May 9, 2012
The Myth of Israel as a Colonialist Entity: An Instrument of Political Warfare to Delegitimize the Jewish State
While modern Israel was born in the aftermath of the British Mandate for Palestine, which called for a Jewish national home, its roots preceded the arrival of the British to the Middle East. In that sense Britain was not Israel’s mother-country, like France was for Algeria. Indeed, the Jews were already reestablishing their presence independently in their land well before the British and French dismantled the Ottoman Empire. As time went on, it became clear that the British Empire was not the handmaiden of Israel’s re-birth, but rather its main obstacle. The accusation that Israel has colonialist roots because of its connection to the British Mandate is ironic, since most of the Arab states owe their origins to the entry and domination of the European powers.
The argument that Israel is a colonialist entity is often marshaled to undermine the Jewish state’s very legitimacy. It lays at the head of Edward Said’s polemical treatment of the Arab-Israel conflict, entitled The Question of Palestine, which was published in 1992. The theme has certainly permeated Western academia, almost uncritically.
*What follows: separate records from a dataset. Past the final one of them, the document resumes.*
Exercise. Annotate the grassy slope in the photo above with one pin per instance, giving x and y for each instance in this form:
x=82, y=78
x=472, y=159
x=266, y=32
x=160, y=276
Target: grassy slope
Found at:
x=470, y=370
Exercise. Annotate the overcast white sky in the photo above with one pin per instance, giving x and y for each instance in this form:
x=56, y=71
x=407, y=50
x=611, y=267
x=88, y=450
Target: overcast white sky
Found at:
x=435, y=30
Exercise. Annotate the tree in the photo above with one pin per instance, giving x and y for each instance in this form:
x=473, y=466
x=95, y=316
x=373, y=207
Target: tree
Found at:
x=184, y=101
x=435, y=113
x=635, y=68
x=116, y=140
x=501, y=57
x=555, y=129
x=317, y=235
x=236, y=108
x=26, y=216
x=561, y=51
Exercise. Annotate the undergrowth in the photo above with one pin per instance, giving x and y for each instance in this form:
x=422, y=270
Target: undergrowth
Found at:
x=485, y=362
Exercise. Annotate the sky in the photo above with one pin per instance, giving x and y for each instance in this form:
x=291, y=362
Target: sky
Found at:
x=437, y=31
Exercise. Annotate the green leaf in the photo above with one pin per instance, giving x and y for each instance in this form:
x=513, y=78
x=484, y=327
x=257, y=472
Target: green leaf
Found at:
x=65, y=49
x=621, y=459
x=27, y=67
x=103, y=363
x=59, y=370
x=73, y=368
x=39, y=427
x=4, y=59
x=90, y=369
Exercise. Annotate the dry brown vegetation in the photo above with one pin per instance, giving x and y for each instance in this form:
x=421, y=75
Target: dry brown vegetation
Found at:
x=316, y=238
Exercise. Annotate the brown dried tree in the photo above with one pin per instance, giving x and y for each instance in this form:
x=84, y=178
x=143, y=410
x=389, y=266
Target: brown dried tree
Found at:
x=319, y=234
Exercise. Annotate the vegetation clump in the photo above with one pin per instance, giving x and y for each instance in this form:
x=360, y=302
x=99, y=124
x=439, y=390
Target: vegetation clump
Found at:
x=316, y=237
For decades, it has been employed against Israel in one international forum after another.
For example, in 1973, the UN General Assembly gave initial momentum to this idea when it condemned the “unholy alliance between Portuguese colonialism, South African racism, Zionism, and Israeli imperialism.” Two years later the Organization of African Unity adopted a resolution at its meeting of heads of state saying that “the racist regime in occupied Palestine and the racist regime in Zimbabwe and South Africa have a common imperialist origin.”